Needless to say that as of this moment right now, I’m pretty much scared out of my mind. In a little under 12 hours, I will be attempting what is the last exam of this course and this degree. So really, no pressure at all.
Looking back, given my current state of mind and what I’ve been dealing with for the past week, it’s suffice to say that regardless of me wanting the company and support of others people in this trying time, having felt abandoned by people you thought were friends and still keeping it together shows a remarkable amount of resilience, that or really something is already broken inside.
If I get through this unscathed, it’ll only confirm their resolve that the people around me do deserve to die by my hand. Whether I follow through with their demands rests entirely on my ability to keep fighting their convincing words. Given the scale of tasks so far, I am so tired of fighting for an end I cannot see.

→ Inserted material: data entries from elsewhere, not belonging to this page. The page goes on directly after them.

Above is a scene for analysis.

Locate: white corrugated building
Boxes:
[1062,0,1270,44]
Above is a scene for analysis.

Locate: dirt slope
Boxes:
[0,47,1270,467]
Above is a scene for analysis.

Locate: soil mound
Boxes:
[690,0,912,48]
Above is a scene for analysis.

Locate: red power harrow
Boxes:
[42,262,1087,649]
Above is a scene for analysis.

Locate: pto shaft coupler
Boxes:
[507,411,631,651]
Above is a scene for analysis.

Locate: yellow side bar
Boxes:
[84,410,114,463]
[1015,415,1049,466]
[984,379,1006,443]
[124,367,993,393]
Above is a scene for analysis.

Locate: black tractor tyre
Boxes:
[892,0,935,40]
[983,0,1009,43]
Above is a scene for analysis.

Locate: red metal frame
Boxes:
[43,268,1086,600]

As it is, I don’t think I can distinguish between this reality and the one that’s been created by my own fractured mind. As I’m writing this, I’m not even sure if this is real or just a dream. Given the increasing amounts of restless sleep and fatigue I’ve been experiencing, I find myself doing the things I’m meant to do, only to snap out of it minutes later realizing I’ve been day dreaming.

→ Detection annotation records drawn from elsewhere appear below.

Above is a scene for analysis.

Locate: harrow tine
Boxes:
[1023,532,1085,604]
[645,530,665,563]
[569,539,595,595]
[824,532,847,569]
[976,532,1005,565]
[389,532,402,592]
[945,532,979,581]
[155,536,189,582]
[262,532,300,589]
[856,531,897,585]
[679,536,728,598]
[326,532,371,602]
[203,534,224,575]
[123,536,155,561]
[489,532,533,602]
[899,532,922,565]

I don’t know how long my mind can take this solitary confinement. If finishing this exam means using the last of my mental reserves to get through it, then I really cannot predict what can happen after that. It goes far beyond what I have mentally pushed myself before this, even then that was with the physical companionship of trusted friends and love ones.
This may be the final finals and while I fear I might walk into the exam hall completely blanked out, I also fear that there is an absolute finality to what I what I’m here for. The clock is ticking.
And I fear I don’t know how to stop it.